Then I created a symbolic link for each of the cublas files (including cublasLt) to /usr/lib/x86_64-linux-gnu/.

sudo ln -s /usr/local/cuda-10.1/lib64/libcublas.so /usr/lib/x86_64-linux-gnu/libcublas.so
sudo ln -s /usr/local/cuda-10.1/lib64/libcublas.so.10 /usr/lib/x86_64-linux-gnu/libcublas.so.10
sudo ln -s /usr/local/cuda-10.1/lib64/libcublas.so.10.1 /usr/lib/x86_64-linux-gnu/libcublas.so.10.1
etc.

4 Likes

Had the same issue, and I wouldn’t have figured it out without @phillip3m’s and @matthew.smith3’s replies.

While trying to install/update CUDA 10.1 via the previously-linked Tensorflow instructions page today I received the all-too-familiar Could not load dynamic library 'libcublas.so.10' error. Upon checking all of the lib directories it was clear that none of the cublas libraries were installed at all. This was especially evident when, upon downloading and extracting the runfile as above, the libcublas.so files were in cuda-toolkit/lib64 but not in the newly-installed /usr/local/cuda-10.1/lib64 directory or any of its aforementioned links.

I was able to super-user copy the cublas files from the extracted runfile directly into /usr/local/cuda-10.1/targets/x86_64-linux/lib and now Tensorflow is working appropriately. I did not have to create symlinks in /usr/lib/x86_64-linux-gnu, and it appears that only old (v7) CUDA libraries are present there.
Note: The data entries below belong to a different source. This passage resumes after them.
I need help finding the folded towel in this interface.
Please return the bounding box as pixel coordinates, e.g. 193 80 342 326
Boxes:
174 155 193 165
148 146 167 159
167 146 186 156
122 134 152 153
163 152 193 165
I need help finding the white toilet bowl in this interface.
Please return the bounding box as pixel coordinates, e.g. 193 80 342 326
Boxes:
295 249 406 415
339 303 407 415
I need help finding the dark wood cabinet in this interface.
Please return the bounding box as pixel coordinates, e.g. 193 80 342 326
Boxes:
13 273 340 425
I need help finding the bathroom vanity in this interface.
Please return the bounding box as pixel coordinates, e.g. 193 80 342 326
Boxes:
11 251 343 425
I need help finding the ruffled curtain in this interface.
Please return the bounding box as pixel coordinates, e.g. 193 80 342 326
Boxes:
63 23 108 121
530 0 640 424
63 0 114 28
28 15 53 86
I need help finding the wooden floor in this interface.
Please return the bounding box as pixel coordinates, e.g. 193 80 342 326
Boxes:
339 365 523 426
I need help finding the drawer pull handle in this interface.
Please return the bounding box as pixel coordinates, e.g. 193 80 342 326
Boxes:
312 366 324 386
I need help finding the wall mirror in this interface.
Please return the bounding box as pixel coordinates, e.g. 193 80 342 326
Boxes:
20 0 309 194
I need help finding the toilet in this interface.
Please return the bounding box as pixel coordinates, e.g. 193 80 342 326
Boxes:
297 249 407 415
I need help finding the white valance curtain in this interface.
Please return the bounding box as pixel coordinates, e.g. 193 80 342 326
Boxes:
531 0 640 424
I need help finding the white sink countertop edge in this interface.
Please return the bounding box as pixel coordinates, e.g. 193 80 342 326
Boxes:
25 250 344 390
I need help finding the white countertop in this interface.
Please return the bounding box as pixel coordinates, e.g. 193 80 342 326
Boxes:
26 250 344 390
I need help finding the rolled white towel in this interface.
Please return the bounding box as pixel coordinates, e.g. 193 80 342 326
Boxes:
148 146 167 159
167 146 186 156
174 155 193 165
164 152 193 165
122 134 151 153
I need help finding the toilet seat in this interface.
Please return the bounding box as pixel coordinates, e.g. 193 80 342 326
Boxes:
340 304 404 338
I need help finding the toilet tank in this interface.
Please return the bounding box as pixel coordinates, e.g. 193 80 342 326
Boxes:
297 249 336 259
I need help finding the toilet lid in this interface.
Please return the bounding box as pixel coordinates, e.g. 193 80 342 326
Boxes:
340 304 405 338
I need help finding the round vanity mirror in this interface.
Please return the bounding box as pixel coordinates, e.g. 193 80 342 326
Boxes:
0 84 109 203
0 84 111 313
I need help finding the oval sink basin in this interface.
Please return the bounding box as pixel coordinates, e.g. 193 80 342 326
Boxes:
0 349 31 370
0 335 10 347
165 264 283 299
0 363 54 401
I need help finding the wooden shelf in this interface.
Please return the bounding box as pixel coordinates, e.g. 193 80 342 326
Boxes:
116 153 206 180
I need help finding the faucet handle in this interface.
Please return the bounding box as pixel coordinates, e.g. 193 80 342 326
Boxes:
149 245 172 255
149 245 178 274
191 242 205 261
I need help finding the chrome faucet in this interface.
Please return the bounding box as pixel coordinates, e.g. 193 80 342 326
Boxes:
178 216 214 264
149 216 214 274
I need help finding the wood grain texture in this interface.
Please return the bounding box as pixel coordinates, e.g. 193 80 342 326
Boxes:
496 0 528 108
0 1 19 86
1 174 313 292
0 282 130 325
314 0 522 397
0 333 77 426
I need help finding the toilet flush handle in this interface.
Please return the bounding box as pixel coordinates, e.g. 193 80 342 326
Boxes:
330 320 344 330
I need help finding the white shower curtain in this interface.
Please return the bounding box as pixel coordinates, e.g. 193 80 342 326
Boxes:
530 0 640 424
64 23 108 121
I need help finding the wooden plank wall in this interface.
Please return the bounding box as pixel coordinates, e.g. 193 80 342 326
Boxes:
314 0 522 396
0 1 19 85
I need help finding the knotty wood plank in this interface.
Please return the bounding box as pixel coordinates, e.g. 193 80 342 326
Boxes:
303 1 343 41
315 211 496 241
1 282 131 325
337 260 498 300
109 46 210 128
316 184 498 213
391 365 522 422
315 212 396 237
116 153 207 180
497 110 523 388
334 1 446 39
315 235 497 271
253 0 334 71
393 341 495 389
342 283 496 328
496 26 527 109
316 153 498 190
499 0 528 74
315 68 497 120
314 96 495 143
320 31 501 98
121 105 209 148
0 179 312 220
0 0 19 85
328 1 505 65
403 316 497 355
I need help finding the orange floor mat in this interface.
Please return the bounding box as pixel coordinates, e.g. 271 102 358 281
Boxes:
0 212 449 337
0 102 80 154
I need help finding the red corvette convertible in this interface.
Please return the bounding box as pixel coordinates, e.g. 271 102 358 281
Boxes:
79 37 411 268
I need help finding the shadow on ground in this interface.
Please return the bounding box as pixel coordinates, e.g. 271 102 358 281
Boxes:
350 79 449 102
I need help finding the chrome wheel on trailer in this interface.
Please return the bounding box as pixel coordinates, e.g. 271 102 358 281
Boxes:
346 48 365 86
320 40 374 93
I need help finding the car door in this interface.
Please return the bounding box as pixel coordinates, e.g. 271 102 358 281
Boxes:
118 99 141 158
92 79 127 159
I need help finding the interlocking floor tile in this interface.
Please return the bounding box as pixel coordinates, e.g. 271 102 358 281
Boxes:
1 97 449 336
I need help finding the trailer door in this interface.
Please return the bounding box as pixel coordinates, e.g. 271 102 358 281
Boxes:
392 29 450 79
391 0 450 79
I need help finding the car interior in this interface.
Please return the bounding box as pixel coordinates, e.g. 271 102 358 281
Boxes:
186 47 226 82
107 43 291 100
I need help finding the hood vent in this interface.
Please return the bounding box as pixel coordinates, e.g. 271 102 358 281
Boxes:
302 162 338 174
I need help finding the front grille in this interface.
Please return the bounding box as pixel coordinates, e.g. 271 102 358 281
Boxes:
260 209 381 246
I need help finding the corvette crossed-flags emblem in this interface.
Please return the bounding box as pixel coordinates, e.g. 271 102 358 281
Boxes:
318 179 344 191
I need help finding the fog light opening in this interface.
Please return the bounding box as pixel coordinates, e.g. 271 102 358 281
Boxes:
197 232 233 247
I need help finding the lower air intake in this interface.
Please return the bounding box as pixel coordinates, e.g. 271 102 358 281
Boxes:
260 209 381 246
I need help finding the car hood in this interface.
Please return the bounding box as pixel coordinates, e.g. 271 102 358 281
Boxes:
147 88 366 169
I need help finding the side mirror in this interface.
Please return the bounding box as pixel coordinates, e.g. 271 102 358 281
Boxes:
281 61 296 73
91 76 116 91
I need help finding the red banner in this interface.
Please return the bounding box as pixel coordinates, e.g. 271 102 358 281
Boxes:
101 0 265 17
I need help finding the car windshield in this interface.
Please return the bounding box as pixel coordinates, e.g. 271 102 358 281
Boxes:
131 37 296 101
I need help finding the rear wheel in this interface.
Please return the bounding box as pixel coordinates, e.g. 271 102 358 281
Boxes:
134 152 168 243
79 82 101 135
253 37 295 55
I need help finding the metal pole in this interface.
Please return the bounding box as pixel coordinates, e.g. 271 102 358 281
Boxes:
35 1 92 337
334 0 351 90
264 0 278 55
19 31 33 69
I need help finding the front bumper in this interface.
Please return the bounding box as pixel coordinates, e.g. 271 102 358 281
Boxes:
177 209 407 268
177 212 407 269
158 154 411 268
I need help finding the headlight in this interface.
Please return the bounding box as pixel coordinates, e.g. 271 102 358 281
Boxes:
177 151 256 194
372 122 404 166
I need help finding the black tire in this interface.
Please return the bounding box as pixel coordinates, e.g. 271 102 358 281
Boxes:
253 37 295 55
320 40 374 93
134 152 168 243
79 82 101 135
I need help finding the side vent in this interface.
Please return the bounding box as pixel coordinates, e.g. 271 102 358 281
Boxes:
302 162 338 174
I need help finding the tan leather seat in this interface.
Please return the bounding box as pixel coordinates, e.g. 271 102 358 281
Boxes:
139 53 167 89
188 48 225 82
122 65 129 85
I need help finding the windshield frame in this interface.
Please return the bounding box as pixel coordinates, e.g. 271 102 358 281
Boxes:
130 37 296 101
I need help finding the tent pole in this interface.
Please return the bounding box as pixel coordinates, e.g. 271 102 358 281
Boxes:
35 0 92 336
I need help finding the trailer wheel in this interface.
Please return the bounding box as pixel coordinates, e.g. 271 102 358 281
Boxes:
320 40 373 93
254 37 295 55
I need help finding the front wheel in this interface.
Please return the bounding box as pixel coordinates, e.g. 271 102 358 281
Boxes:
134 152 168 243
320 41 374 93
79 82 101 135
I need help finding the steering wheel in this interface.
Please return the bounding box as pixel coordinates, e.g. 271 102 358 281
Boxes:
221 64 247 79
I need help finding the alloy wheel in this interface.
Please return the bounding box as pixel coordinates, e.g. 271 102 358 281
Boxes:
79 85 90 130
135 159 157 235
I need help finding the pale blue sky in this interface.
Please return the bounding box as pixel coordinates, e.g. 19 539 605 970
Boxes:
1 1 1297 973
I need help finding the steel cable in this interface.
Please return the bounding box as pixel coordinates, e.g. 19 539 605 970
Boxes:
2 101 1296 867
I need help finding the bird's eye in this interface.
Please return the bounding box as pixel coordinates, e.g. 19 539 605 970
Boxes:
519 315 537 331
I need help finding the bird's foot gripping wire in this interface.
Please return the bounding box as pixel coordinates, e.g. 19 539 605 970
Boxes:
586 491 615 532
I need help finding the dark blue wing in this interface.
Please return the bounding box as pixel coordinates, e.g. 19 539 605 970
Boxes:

I assume this is because of Tensorflow updates, and cannot comment on the efficacy of this solution for other packages (PyTorch, OpenCV, etc).

I’m going to open an issue with Tensorflow, as they should obviously have working installation instructions, but this clearly needs to be addressed by Nvidia as well, since it appears the main issue is that apt-get install --no-install-recommends cuda-10-1 does not install cublas at all anywhere on the machine.

4 Likes

Life saver!!